We are testing Nagios XI and have alerts setup for 10 services. I set the max_check_attempts to 1 and was receiving about 20 alerts per day.
When I switch max_check_attempts to 3, the alerts disappear. I wondering if this is something to be concerned about or if this is typical behavior when checking services (html, ftp, mail, etc) over the internet. I don't want to mask any problems, but I'm curious why the services report being down 20 times/day even if it is just momentary.
Thanks,
Bill
setting max_check_attempts to 1 ?
Re: setting max_check_attempts to 1 ?
If the max_check_attempts is set to 3, it will recheck the host or service 2 more times before sending an alert, whereas if it's set to 1, it will send an alert anytime there's a state change. If you have flap detection enabled, it will send a single flapping notification, and then temporarily suppress the notifications until the host/service state stabilizes. Notification settings are extremely flexible, so if there's something specific you're looking for let us know.
-
bmccarty12
- Posts: 7
- Joined: Wed Mar 09, 2011 12:37 pm
Re: setting max_check_attempts to 1 ?
At this point I'm trying to understand what the alerts are telling me.

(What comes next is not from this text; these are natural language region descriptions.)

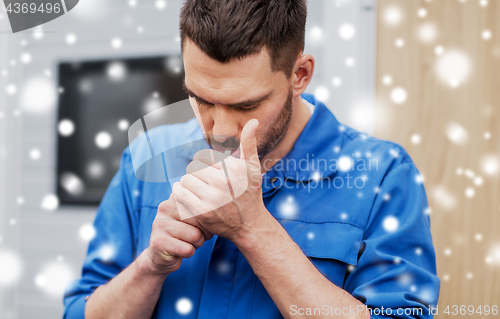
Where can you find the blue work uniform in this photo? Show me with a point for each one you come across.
(356, 206)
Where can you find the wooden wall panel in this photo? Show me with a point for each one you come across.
(466, 229)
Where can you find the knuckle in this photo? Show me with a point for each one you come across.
(197, 236)
(165, 206)
(187, 251)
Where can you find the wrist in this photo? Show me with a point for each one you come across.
(146, 265)
(259, 235)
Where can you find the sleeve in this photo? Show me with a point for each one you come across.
(396, 272)
(113, 247)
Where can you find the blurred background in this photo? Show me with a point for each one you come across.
(422, 73)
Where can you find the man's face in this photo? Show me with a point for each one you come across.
(226, 96)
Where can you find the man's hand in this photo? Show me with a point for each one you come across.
(173, 239)
(203, 192)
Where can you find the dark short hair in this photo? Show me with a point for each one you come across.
(229, 29)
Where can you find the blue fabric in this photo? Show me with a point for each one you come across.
(353, 203)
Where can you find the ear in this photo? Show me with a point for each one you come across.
(302, 75)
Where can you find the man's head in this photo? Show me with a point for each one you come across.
(243, 60)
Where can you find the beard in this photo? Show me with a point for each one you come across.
(278, 129)
(272, 136)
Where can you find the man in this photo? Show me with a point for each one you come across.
(331, 223)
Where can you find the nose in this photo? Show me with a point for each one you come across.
(225, 124)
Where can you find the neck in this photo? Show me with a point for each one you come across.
(300, 116)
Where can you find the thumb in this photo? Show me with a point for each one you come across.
(248, 141)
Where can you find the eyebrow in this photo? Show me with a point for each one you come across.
(240, 105)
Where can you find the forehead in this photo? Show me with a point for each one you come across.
(214, 80)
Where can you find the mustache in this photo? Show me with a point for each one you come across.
(231, 143)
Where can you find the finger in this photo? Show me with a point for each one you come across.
(187, 233)
(194, 185)
(210, 157)
(249, 142)
(203, 171)
(179, 248)
(184, 212)
(194, 222)
(169, 208)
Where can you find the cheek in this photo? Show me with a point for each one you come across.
(204, 121)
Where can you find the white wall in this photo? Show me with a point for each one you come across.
(39, 236)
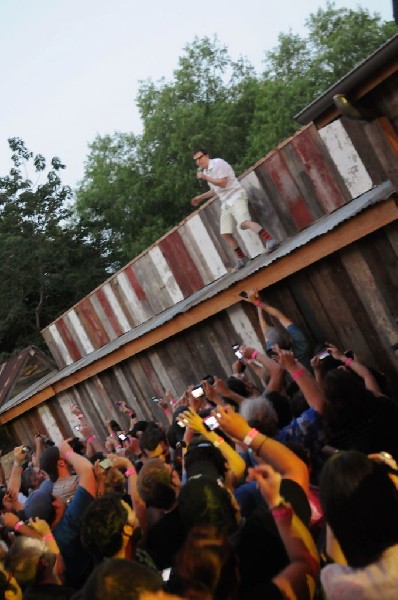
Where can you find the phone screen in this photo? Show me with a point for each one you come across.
(211, 422)
(197, 392)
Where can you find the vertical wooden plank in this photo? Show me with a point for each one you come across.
(72, 348)
(56, 345)
(346, 159)
(112, 309)
(92, 324)
(78, 333)
(181, 264)
(165, 273)
(288, 190)
(204, 248)
(133, 304)
(102, 318)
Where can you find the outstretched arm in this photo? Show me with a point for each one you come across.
(306, 382)
(82, 466)
(237, 465)
(272, 452)
(298, 579)
(358, 368)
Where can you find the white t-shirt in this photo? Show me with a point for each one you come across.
(378, 581)
(218, 169)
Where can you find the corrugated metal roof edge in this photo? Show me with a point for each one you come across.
(322, 226)
(372, 63)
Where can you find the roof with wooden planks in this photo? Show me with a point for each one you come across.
(308, 176)
(368, 213)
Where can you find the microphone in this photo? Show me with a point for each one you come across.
(200, 181)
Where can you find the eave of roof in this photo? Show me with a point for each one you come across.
(356, 219)
(362, 76)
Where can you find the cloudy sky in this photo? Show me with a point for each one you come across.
(71, 68)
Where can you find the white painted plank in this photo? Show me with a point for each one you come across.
(59, 342)
(117, 309)
(206, 247)
(97, 308)
(245, 333)
(346, 158)
(50, 424)
(166, 274)
(137, 310)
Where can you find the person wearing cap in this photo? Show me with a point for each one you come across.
(288, 336)
(65, 521)
(59, 471)
(221, 179)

When setting max_check_attempts to 1, I think it's telling me that 20 times per day one of the services we are monitoring is not responding.
Does that indicate some type of intermittent problem on our network ?
Is max_check_attempts = 1 overly sensitive when checking services over the internet ?
If I set max_check_attempts = 3 and the alerts stop, am I just masking a problem ?
When setting max_check_attempts to 1, I think it's telling me that 20 times per day one of the services we are monitoring is not responding.
Does that indicate some type of intermittent problem on our network ?
Is max_check_attempts = 1 overly sensitive when checking services over the internet ?
If I set max_check_attempts = 3 and the alerts stop, am I just masking a problem ?
Re: setting max_check_attempts to 1 ?
It's hard to say, it depends on what the check is, and where the thresholds are set for warning, critical, but also possibly the timeout settings for the check itself. If you want to detect every possible problem, then leaving it one would certainly do that, but if you're more interested in "hard" states, where a site or service was truly in a problem state, then having it at 3 would give a better representation. The checks are essentially giving snapshots of a host or service state every X amount of minutes (X being your "check_interval"). Ultimately, you'll have to make the call for your monitoring environment. Some admins want to know every time something is in a "soft" problem state, and some only want notifications upon a "hard" problem state.